Here $N_x$, $N_y$, and $N_z$ are the total number of columns in the $X$-, $Y$-, and $Z$-sweeps respectively. $C_1$, $C_2$, and $C_3$ are constant costs associated with each sweep direction. We estimate these by performing each sweep individually with one thread block. We then normalize the total cost, assuming that all the active thread blocks solve the bin. The efficiency of the estimator is illustrated in Table 1 for a set of patches. The actual times shown in the table are the average values obtained with 10 different runs. It can be seen that the estimated times are within 8% of the actual values.
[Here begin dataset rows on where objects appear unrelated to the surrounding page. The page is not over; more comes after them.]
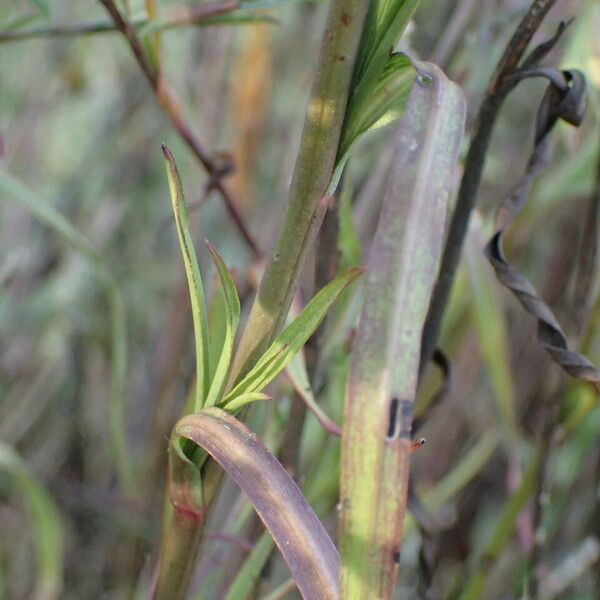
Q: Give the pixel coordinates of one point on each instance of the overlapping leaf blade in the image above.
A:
(292, 338)
(231, 304)
(194, 279)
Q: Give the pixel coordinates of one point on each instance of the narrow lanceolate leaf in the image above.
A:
(192, 272)
(46, 521)
(382, 103)
(293, 337)
(300, 536)
(232, 317)
(376, 440)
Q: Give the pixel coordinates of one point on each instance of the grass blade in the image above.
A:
(46, 519)
(300, 536)
(231, 304)
(385, 360)
(46, 213)
(192, 271)
(243, 585)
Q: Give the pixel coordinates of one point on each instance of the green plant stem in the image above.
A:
(306, 205)
(496, 92)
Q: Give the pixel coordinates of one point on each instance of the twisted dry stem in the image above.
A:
(564, 101)
(496, 92)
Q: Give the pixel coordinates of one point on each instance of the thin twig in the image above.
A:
(496, 92)
(168, 101)
(183, 17)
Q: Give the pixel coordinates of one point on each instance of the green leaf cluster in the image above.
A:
(211, 382)
(382, 78)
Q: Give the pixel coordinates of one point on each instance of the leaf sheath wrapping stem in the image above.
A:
(381, 387)
(300, 536)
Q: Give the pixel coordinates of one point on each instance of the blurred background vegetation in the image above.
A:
(92, 288)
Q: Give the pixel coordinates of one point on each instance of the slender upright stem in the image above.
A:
(171, 106)
(496, 92)
(312, 174)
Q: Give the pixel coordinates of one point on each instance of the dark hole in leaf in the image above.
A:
(394, 421)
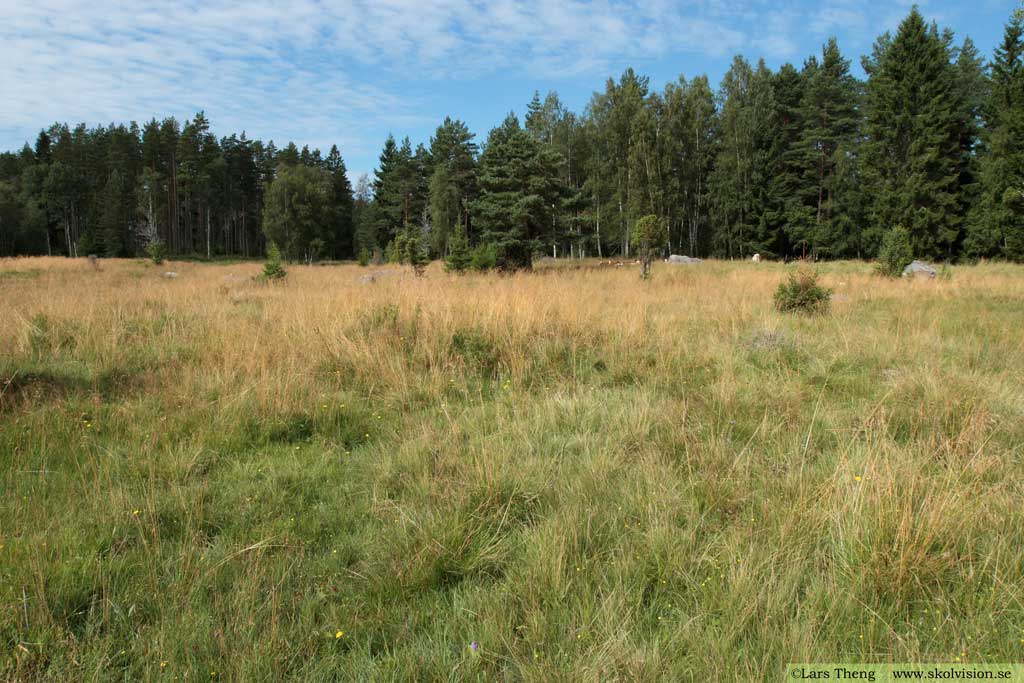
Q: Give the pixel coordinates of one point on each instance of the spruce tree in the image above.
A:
(996, 222)
(912, 154)
(830, 122)
(519, 194)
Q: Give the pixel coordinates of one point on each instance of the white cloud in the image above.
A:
(323, 71)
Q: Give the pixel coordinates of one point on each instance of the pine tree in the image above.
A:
(459, 256)
(342, 236)
(453, 184)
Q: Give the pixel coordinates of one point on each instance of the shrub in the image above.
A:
(272, 269)
(648, 236)
(895, 252)
(459, 257)
(414, 253)
(157, 251)
(801, 293)
(483, 257)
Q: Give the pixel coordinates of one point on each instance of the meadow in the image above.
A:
(564, 475)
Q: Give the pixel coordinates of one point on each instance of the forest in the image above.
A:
(806, 161)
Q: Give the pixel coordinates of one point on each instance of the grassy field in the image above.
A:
(587, 476)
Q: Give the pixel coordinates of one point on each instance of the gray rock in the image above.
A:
(919, 269)
(768, 340)
(374, 276)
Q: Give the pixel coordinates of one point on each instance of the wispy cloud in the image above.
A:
(332, 71)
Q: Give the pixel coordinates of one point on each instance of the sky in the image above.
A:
(347, 73)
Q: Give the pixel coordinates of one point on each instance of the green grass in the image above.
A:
(693, 494)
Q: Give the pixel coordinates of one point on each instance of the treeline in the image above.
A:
(113, 190)
(805, 161)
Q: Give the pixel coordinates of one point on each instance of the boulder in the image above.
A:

The net solve time is then determined by the sum of the execution times of the bins plus the effective time to transfer the bins to the GPU. By using CUDA streams, the net transfer time can be limited to the time taken to send the first bin downstream and transfer back the last bin upstream. Hence, the time taken by the GPU for the $i$th batch is represented as

$$t_{solve}^i = t_{trans} + \sum_{j=1}^{n} t_{exec}^j + t_{trans} * Size_n \quad (2)$$

where $t_{exec}^j$ represents the solve time of bin $j$ of the batch and $t_{trans}$ is the time taken to transfer a byte of data. This is set based on the available bandwidth of the CPU–GPU interconnection. $Size_0$ and $Size_n$ are the sizes in bytes of the first and last batches. We add these costs since they do not have any asynchronous activity to hide them.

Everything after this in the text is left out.